Sumber: Goodreads |
Judul : Cerita Cinta Enrico
Penulis : Ayu Utami
Penerbit : Kepustakaan Populer Gramedia
Cetakan : kedua, Mei 2012
Tebal : vii + 244 halaman
ISBN : 978-979-91-0413-7
Sebelumnya,
saya mau bilang kalau Cerita Cinta Enrico –selanjutnya akan saya tulis menjadi
CCE– adalah kisah yang paling saya favoritkan di antara trilogi Parasit Lajang.
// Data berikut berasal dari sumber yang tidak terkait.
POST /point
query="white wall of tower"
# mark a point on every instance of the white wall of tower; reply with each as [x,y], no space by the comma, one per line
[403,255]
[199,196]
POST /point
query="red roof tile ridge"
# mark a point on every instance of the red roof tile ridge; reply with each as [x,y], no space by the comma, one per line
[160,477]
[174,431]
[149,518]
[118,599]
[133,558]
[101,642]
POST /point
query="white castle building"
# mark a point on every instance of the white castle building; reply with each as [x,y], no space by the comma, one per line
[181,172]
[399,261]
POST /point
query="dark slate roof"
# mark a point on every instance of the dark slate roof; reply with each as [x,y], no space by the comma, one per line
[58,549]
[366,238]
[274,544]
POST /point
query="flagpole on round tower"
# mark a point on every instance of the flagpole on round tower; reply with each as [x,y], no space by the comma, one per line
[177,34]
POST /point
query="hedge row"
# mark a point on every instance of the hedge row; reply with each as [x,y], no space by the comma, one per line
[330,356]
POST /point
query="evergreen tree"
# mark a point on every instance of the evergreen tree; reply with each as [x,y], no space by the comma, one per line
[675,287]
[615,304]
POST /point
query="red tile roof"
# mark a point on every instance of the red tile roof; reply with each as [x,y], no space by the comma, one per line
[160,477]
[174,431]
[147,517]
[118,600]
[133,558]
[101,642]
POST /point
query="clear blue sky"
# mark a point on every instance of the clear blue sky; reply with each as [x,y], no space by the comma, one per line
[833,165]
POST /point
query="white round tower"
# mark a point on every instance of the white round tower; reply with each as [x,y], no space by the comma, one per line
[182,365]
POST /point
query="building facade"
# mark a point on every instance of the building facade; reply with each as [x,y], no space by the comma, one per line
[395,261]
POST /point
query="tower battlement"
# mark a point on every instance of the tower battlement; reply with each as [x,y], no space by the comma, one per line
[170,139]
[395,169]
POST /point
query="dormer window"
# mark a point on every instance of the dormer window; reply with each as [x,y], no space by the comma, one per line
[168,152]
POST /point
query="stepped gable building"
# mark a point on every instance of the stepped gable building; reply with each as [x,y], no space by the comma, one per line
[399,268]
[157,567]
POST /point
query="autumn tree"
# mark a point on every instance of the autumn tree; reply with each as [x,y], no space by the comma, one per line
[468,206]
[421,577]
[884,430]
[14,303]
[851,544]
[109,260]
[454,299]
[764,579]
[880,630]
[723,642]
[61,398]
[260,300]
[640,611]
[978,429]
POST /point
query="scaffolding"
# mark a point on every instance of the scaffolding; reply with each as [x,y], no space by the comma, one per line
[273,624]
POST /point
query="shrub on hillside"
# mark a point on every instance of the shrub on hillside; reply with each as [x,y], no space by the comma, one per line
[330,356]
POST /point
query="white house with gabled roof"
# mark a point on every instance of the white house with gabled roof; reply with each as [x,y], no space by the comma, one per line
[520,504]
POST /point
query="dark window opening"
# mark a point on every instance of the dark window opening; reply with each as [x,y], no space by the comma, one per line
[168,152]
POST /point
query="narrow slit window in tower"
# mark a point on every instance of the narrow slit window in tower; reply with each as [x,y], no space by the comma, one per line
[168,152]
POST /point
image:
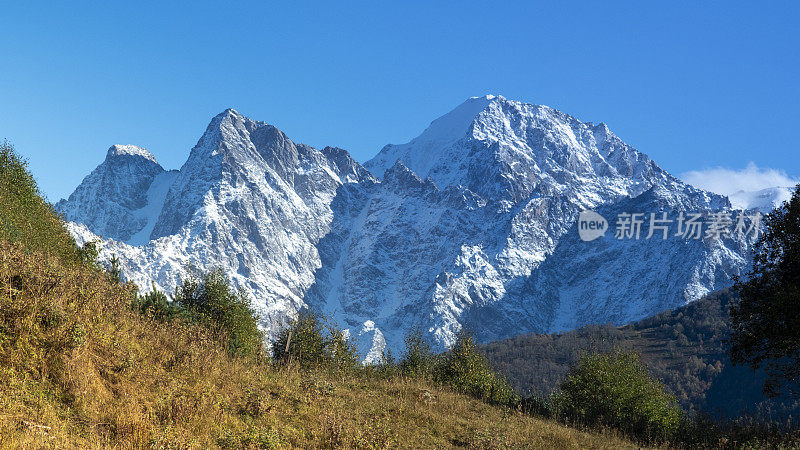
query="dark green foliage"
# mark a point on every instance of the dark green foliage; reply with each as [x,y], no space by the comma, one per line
[418,360]
[341,351]
[302,341]
[25,216]
[466,370]
[310,343]
[155,304]
[615,390]
[209,300]
[765,324]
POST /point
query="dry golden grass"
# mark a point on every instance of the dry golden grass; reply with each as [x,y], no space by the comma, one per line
[78,369]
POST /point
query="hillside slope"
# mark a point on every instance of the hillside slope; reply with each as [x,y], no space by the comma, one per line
[471,224]
[685,348]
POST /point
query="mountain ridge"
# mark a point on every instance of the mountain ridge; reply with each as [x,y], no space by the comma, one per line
[457,239]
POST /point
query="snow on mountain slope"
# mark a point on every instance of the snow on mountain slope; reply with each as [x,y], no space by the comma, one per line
[471,224]
[764,200]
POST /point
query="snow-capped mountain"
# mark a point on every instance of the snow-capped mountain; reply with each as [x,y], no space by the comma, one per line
[764,200]
[473,223]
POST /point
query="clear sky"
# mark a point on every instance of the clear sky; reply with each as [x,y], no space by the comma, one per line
[702,85]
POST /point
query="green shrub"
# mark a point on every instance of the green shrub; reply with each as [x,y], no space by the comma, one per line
[155,304]
[209,300]
[466,370]
[615,390]
[418,360]
[25,216]
[301,341]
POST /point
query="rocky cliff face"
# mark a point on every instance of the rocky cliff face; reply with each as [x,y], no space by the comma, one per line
[473,223]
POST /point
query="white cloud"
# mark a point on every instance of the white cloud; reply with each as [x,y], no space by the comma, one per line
[726,181]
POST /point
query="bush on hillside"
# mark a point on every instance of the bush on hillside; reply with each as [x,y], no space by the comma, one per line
[466,370]
[209,300]
[615,390]
[311,343]
[418,359]
[25,216]
[155,304]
Jika, dua serial yang lain lebih merupakan otobiografi seksualitas dan
spiritualitas sang penulis sendiri, tidak dengan yang satu ini –meski unsur seksualitas
dan spiritualitas, tentunya, tetap ada.
CCE
ditulis dengan sudut pandang orang pertama, melalui “kacamata” seorang lelaki
bernama Enrico –yang mana adalah kekasih A. Yang menarik di sini adalah
pendekatan yang digunakan Ayu. Seperti kata Butet Kartaredjasa, Ayu berani
menelanjangi kisah lelaki tersebut hingga ke akarnya. Tentu hal tersebut
menjadi poin plus tersendiri, sebab tak banyak orang yang berani mengisahkan
hal yang sangat intim begini. Dan, tak semua orang yang berani mengisahkan juga
dapat menulis sebaik Ayu.
Dalam
penulisannya, kisah nyata yang difiksikan ini terbagi menjadi tiga bab, yakni
cinta pertama, patah hati, dan cinta terakhir? Kemudian, untuk latar tempat
sendiri, Ayu banyak menggunakan setting di Sumatra Barat dan beberapa kota lain
di Jawa, seperti Jakarta dan Bandung.
Lepas
dari itu, pada buku ini saya melihat bahwa cerita yang ditulis Ayu ini
sangatlah fokus –persis sesuai dengan judulnya. Atau dalam Bahasa Jawa, saya
biasa menyebutnya dengan, ora mbladrah.
Alhasil, pembaca pun mampu menikmati dengan mudah, sebab ceritanya begitu
mengalir. Membaca buku ini rasanya tidak seperti “membaca”, melainkan
mendengarkan orang bercerita.
Tak
hanya itu, meski ditulis dengan bahasa yang sederhana namun –setidaknya buat
saya– emosi di dalamnya tetap terasa. Dan satu lagi, walaupun beberapa bagian
terdapat kisah yang mengalami sedikit pengulangan sebagai bentuk penegasan atau
pengingat, namun, anehnya, hal tersebut tidak terasa mengganggu –setidaknya bagi
saya.
Nah,
untuk segi teknis sendiri, buku ini memiliki kover dengan desain gambar yang
paling sederhana dibanding dua serial yang lainnya. Dan, kalau boleh saya
bilang, untuk kover yang satu ini kesannya sangat plain. Tetapi, yang saya suka adalah perpaduan warna antara latar
belakang dengan desain gambar –sekaligus judul. Sederhana, namun tetap
mencolok. Menggunakan “warna stabilo”, namun tidak terkesan norak.
Untuk
selebihnya, buat saya tidak ada masalah. Jadi, selamat membaca!